By considering the context and weaknesses of existing mechanisms at the CBD, but also by drawing lessons from procedures established under other conventions, this Study explores different legal and institutional options which could contribute to a reinforced transparency mechanism that will be essential for the implementation of the post-2020 global biodiversity framework.

Key Messages

  • The difficulties of implementing the CBD have long been known, even if several advances have been made in recent decades. While the functioning of the current arrangements remains fragile, they can form the basis of a strengthened transparency mechanism.
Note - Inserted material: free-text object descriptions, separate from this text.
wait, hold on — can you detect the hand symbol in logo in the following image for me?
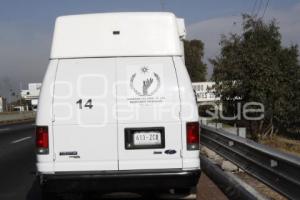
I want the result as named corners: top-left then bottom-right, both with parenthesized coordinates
top-left (143, 78), bottom-right (153, 96)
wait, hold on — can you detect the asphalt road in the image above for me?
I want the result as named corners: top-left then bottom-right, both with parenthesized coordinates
top-left (0, 123), bottom-right (37, 200)
top-left (0, 122), bottom-right (228, 200)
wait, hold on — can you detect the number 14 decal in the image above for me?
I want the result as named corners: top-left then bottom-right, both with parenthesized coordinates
top-left (76, 99), bottom-right (93, 109)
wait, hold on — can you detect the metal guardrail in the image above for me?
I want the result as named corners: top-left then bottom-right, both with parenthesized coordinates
top-left (200, 124), bottom-right (300, 200)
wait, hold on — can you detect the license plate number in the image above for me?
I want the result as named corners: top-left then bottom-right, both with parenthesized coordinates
top-left (133, 131), bottom-right (161, 146)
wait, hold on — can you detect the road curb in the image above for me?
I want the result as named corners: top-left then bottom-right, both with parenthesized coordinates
top-left (201, 155), bottom-right (268, 200)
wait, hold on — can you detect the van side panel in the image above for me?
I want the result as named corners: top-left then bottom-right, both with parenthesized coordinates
top-left (36, 60), bottom-right (58, 173)
top-left (116, 57), bottom-right (183, 170)
top-left (172, 56), bottom-right (200, 170)
top-left (52, 58), bottom-right (118, 172)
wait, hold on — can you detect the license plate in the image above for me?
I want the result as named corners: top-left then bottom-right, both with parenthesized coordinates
top-left (133, 131), bottom-right (162, 146)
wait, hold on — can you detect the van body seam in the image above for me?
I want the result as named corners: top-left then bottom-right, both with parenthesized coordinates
top-left (51, 59), bottom-right (60, 162)
top-left (115, 57), bottom-right (120, 170)
top-left (171, 56), bottom-right (184, 166)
This will however require establishing several types of innovation from COP15 onwards.
  • Five types of key improvements are needed: (i) Strengthening National Biodiversity Strategies and Action Plans (NBSAPs) as the main tool for implementing the CBD at the national level; (ii) Strengthening reporting mechanisms; (iii) Improving the individual review-verification; (iv) Setting up a global periodic review; (v) Establishing a compliance mechanism.
  • For some of these innovations, which were not initially present in the 1992 CBD text , the jurisprudence of international law allows to consider that a COP decision would be sufficient to consider them as new obligations for the Parties.
  • Without giving a legally binding value to NBSAPs in international law, a COP decision could Parties to adopt legislative or regulatory texts, with the effect of making the objectives and targets legally binding to all stakeholders, including and primarily to the State.